And to add insult to injury they want me to make lasagna? Do they not know I am married to a 100% pure blooded Sicilian who will eat no other Italian food besides his mamma's? Did I do something to piss off the Daring Bakers?

Well, being the stubborn me that I am, I did not let these obstacles deter me from my challenge. I expected to either throw it away cuz it would totally suck, or end up eating it myself for a whole week until it was all gone.






The March 2009 challenge was hosted by Mary of Beans and Caviar, Melinda of Melbourne Larder and Enza of Io Da Grande. They have chosen Lasagne of Emilia-Romagna from The Splendid Table by Lynne Rossetto Kasper as the challenge. If you want the recipes, click on the hosts' sites above.
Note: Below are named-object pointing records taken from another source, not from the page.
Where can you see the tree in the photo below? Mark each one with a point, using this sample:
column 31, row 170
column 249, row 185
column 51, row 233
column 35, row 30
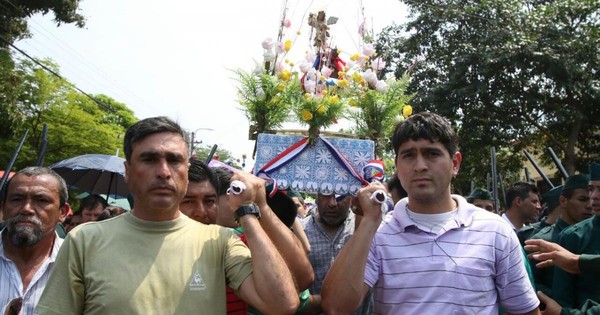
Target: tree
column 76, row 123
column 224, row 155
column 510, row 74
column 14, row 15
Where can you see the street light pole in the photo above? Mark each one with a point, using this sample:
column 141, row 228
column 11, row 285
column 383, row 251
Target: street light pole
column 193, row 141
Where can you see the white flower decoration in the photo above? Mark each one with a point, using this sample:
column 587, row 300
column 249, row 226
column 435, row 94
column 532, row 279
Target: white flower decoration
column 302, row 171
column 323, row 156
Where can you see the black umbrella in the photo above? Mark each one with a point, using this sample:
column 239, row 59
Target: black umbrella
column 94, row 173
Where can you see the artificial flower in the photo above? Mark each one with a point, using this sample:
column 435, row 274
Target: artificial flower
column 285, row 75
column 377, row 64
column 334, row 99
column 406, row 111
column 326, row 71
column 321, row 109
column 368, row 50
column 306, row 115
column 304, row 66
column 343, row 83
column 268, row 43
column 381, row 86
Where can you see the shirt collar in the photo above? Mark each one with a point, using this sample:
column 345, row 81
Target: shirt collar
column 464, row 214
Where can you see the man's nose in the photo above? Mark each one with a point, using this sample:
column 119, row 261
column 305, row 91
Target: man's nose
column 163, row 169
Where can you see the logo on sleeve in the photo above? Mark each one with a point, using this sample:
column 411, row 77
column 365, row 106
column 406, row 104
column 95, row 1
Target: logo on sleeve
column 197, row 283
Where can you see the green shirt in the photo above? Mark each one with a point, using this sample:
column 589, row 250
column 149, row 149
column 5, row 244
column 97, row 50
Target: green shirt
column 571, row 290
column 543, row 276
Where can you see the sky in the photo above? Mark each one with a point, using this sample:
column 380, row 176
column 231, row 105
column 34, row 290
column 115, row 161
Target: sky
column 175, row 58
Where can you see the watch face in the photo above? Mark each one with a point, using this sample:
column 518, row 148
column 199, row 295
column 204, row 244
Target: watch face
column 247, row 209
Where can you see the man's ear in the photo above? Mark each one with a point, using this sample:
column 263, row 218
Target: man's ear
column 126, row 171
column 64, row 212
column 456, row 159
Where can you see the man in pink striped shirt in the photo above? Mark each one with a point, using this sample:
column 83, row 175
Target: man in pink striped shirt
column 435, row 253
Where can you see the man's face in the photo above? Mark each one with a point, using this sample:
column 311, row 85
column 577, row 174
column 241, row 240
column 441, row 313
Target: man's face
column 484, row 204
column 224, row 215
column 200, row 202
column 32, row 208
column 89, row 215
column 578, row 207
column 530, row 208
column 594, row 191
column 299, row 206
column 331, row 212
column 425, row 169
column 157, row 172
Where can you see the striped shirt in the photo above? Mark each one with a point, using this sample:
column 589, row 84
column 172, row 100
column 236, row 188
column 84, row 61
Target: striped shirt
column 11, row 285
column 470, row 267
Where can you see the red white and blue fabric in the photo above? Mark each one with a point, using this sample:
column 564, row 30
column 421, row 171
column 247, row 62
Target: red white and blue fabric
column 296, row 149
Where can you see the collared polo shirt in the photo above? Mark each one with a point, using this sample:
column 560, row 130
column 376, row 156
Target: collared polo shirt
column 471, row 266
column 11, row 284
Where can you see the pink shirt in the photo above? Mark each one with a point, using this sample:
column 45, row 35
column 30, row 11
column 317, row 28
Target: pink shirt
column 471, row 266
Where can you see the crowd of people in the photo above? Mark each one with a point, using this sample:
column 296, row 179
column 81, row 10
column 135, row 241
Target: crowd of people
column 192, row 245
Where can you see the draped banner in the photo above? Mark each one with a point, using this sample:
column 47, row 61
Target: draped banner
column 328, row 166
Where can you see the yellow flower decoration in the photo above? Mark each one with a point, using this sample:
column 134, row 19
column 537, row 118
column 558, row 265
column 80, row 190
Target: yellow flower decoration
column 306, row 115
column 285, row 75
column 321, row 109
column 406, row 111
column 333, row 99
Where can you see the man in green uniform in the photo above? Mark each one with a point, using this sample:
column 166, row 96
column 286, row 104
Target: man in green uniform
column 574, row 207
column 552, row 200
column 481, row 198
column 572, row 291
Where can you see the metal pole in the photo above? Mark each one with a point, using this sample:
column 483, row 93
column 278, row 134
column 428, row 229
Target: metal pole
column 558, row 163
column 502, row 189
column 211, row 154
column 12, row 160
column 43, row 146
column 527, row 177
column 494, row 179
column 537, row 168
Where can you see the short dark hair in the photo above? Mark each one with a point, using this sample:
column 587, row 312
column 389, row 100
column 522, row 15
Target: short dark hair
column 63, row 193
column 224, row 175
column 91, row 202
column 394, row 184
column 147, row 127
column 200, row 172
column 428, row 126
column 519, row 189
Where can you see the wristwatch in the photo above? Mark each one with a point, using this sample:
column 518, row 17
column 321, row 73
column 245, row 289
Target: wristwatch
column 246, row 209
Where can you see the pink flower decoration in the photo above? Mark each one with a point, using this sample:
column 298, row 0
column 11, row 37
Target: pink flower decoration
column 267, row 43
column 368, row 50
column 377, row 64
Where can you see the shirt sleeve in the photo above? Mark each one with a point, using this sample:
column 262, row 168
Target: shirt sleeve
column 64, row 292
column 563, row 283
column 589, row 264
column 238, row 262
column 372, row 267
column 512, row 281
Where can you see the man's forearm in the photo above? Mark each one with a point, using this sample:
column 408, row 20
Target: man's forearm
column 289, row 247
column 344, row 288
column 271, row 277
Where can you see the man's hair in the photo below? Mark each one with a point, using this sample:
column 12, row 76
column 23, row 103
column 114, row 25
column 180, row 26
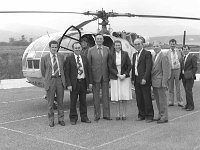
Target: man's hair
column 75, row 43
column 113, row 45
column 98, row 34
column 172, row 41
column 139, row 39
column 52, row 42
column 186, row 46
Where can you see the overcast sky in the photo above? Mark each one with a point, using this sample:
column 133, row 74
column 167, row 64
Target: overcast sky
column 187, row 8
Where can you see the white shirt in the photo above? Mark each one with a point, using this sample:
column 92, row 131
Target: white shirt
column 174, row 59
column 51, row 56
column 186, row 56
column 83, row 74
column 101, row 49
column 157, row 56
column 136, row 61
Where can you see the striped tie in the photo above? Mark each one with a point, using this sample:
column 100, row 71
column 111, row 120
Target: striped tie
column 79, row 66
column 55, row 66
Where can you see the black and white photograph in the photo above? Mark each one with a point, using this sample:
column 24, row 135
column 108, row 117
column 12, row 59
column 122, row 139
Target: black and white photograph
column 100, row 75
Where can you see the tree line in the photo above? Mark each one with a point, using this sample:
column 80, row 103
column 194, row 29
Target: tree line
column 13, row 42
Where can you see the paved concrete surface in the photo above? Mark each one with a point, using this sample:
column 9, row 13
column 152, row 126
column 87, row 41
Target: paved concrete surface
column 24, row 126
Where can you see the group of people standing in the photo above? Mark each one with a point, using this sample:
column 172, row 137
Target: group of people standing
column 99, row 66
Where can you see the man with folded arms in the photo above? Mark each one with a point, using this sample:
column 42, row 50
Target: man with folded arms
column 78, row 80
column 188, row 76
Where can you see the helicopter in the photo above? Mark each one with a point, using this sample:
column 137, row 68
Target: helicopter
column 37, row 49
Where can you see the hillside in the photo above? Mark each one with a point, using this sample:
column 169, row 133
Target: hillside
column 16, row 31
column 190, row 39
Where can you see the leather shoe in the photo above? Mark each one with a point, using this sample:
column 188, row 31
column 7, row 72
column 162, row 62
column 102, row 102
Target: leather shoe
column 51, row 124
column 162, row 121
column 148, row 120
column 156, row 119
column 189, row 109
column 73, row 122
column 96, row 119
column 139, row 119
column 107, row 118
column 86, row 121
column 62, row 123
column 185, row 107
column 180, row 105
column 170, row 104
column 117, row 118
column 123, row 118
For this challenge we had to make our own homemade spinach pasta, and use a recipe for bechamel sauce and a meat ragu. Alrighty then! The only thing I have used my pasta machine for is fondant and gumpaste. But make the pasta I did. I totally screwed up the recipe and had to add about 3 more eggs to make it kneadable and non brick-like. I knew this was gunna be bad from the get go.




I made mine as rolls, rather than the traditional layered casserole because, well, that's how I roll. HAHA. I crack myself up sometimes.
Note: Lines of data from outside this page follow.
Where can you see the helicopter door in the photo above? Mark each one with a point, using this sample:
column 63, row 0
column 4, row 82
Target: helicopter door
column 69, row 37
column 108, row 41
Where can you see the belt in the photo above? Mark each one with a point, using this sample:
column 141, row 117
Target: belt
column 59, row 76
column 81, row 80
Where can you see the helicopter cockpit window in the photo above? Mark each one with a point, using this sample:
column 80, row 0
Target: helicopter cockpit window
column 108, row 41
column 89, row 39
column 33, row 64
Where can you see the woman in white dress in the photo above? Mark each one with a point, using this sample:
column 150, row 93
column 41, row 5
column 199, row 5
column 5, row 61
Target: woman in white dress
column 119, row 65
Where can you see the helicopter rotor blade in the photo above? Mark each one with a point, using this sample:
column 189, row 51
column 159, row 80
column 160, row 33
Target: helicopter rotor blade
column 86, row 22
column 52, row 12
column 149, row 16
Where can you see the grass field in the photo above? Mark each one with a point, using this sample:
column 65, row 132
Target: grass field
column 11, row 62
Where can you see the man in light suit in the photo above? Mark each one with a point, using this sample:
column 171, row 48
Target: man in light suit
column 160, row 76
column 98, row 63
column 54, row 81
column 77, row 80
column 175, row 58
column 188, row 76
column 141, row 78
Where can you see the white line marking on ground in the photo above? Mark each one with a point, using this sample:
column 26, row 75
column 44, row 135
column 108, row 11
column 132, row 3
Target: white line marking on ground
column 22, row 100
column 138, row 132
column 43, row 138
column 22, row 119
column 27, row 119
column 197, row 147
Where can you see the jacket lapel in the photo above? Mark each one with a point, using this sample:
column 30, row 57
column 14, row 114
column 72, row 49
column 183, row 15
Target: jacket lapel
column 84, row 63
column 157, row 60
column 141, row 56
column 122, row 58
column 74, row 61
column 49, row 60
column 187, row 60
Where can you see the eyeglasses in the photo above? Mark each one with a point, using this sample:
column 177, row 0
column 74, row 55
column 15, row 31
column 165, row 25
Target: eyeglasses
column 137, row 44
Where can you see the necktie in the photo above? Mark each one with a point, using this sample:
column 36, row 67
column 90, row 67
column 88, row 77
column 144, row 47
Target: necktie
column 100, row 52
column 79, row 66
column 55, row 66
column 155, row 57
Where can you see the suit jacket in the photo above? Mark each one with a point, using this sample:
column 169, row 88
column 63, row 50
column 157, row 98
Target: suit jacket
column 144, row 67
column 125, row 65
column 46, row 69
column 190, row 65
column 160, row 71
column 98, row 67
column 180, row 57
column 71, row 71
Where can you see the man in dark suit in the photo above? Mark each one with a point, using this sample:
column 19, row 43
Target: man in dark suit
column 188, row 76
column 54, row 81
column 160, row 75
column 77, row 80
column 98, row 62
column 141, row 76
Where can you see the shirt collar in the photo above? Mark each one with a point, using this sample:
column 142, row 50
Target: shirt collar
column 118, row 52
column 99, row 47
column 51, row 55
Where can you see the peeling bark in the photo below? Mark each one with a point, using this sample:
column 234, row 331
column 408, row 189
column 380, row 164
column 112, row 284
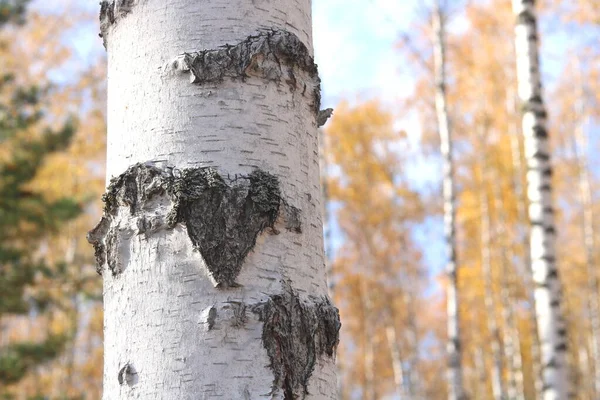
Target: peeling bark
column 110, row 12
column 295, row 334
column 223, row 219
column 181, row 232
column 547, row 291
column 274, row 55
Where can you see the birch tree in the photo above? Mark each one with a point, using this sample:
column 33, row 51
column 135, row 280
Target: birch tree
column 455, row 390
column 547, row 291
column 210, row 244
column 580, row 147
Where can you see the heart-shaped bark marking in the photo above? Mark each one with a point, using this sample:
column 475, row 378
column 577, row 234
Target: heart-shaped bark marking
column 222, row 220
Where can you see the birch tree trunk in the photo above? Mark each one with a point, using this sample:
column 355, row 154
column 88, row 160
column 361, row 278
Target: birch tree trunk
column 585, row 195
column 490, row 304
column 547, row 292
column 454, row 372
column 211, row 243
column 397, row 365
column 523, row 239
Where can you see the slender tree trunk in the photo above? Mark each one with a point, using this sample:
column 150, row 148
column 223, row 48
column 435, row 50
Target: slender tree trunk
column 523, row 239
column 211, row 243
column 490, row 304
column 512, row 345
column 453, row 347
column 585, row 195
column 547, row 292
column 369, row 358
column 412, row 388
column 397, row 365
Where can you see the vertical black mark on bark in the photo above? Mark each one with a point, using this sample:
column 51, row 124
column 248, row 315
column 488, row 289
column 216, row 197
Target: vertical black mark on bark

J saw the green pasta and asked what the heck was that? I told him I was making lasagna (which he does like) and that it was broccoli pasta and he would love it. I told him it was broccoli because he loves broccoli and if he knew it was spinach he might not even try it.
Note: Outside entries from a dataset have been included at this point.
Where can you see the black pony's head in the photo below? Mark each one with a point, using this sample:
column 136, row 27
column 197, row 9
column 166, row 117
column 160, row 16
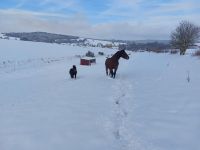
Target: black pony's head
column 123, row 54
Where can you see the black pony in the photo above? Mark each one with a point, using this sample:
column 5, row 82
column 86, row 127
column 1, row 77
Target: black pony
column 73, row 72
column 113, row 62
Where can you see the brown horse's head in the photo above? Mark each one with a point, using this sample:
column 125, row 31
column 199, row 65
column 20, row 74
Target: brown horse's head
column 124, row 54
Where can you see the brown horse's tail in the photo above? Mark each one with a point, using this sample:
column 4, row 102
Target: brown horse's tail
column 106, row 70
column 106, row 67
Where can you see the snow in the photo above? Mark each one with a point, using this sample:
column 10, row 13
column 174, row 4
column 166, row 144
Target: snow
column 153, row 104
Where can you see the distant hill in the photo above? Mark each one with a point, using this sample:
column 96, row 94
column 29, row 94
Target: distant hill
column 149, row 45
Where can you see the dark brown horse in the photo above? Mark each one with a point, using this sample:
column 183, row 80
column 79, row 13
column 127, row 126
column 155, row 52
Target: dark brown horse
column 113, row 62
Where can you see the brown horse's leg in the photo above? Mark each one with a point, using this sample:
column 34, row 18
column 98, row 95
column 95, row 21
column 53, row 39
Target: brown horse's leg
column 106, row 70
column 115, row 70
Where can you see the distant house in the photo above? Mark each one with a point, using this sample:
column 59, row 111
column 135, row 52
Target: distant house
column 87, row 61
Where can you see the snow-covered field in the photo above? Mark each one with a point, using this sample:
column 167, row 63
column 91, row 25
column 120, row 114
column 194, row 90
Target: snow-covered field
column 153, row 104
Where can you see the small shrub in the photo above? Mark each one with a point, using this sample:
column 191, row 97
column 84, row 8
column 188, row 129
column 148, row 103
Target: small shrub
column 101, row 53
column 197, row 53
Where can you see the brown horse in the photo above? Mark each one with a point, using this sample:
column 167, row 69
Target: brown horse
column 113, row 62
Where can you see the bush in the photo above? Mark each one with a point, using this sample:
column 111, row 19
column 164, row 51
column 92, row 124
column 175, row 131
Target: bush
column 89, row 54
column 101, row 53
column 197, row 53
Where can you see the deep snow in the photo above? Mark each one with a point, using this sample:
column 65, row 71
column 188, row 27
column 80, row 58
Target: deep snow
column 153, row 104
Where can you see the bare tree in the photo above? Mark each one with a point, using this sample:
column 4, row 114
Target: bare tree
column 184, row 36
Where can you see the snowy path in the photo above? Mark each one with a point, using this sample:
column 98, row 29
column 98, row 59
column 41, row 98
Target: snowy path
column 149, row 106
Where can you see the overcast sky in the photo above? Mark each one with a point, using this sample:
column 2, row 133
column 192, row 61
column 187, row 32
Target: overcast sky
column 107, row 19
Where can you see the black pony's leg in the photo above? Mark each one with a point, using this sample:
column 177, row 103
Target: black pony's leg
column 106, row 70
column 115, row 70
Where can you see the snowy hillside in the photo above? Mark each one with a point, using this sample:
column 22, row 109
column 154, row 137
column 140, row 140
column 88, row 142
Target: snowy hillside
column 153, row 104
column 60, row 39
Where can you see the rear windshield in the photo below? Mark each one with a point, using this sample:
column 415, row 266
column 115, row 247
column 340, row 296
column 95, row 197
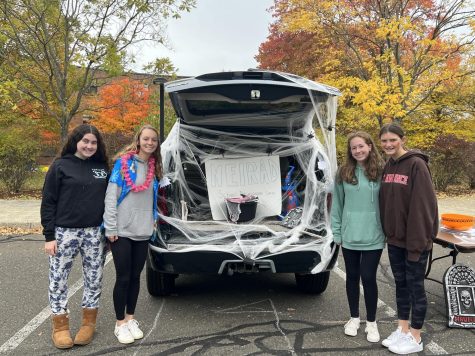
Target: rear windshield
column 213, row 107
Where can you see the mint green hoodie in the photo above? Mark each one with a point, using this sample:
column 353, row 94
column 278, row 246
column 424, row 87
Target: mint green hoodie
column 355, row 219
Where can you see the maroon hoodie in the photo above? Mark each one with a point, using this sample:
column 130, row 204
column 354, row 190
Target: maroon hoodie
column 408, row 204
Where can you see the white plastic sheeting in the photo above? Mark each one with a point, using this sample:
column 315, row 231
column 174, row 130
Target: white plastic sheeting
column 187, row 223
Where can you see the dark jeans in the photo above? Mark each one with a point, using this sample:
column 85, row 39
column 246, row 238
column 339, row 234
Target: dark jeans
column 129, row 260
column 410, row 292
column 362, row 265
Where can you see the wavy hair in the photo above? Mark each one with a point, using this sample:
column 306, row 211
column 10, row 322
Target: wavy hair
column 373, row 163
column 135, row 147
column 70, row 147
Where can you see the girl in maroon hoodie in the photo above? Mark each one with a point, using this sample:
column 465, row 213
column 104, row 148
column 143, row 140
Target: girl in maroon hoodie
column 409, row 216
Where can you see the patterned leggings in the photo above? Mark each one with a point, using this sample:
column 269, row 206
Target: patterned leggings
column 91, row 244
column 410, row 292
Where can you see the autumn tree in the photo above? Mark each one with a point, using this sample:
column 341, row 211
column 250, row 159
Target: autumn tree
column 54, row 48
column 121, row 106
column 166, row 70
column 390, row 58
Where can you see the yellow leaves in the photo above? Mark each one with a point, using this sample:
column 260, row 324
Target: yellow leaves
column 393, row 28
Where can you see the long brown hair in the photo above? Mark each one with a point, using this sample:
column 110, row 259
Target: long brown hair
column 373, row 164
column 134, row 147
column 70, row 147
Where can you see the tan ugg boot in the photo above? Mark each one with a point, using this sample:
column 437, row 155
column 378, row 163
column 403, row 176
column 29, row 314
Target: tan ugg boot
column 61, row 335
column 88, row 327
Well, later that evening as the lasagna is baking he comes into my office and says,

J: Mom, that stuff has spinach in it?

Me: Getting nervous and pretending I did not lie earlier: Yeah, it does.
J: You said it was broccoli. I saw a package in the garbage can that said spinach.
Me: (Busted!) I did? Oh, I just said the wrong thing. It tastes just like broccoli. You won't even taste it in the lasagna. Trust me, you will like it.
J: Yeah, whatever.



OK, so I know for sure he's gunna hate it.

And hubby hates all things white sauce and not made by his mom Gina. But, I must forge on as any true Daring Baker would do. I will get my photo shots for the blog, get credit for the challenge, and move on with my miserable lie filled life.



OK. At least he agreed to try it. He looks miserable. But he does that a lot when I take pictures.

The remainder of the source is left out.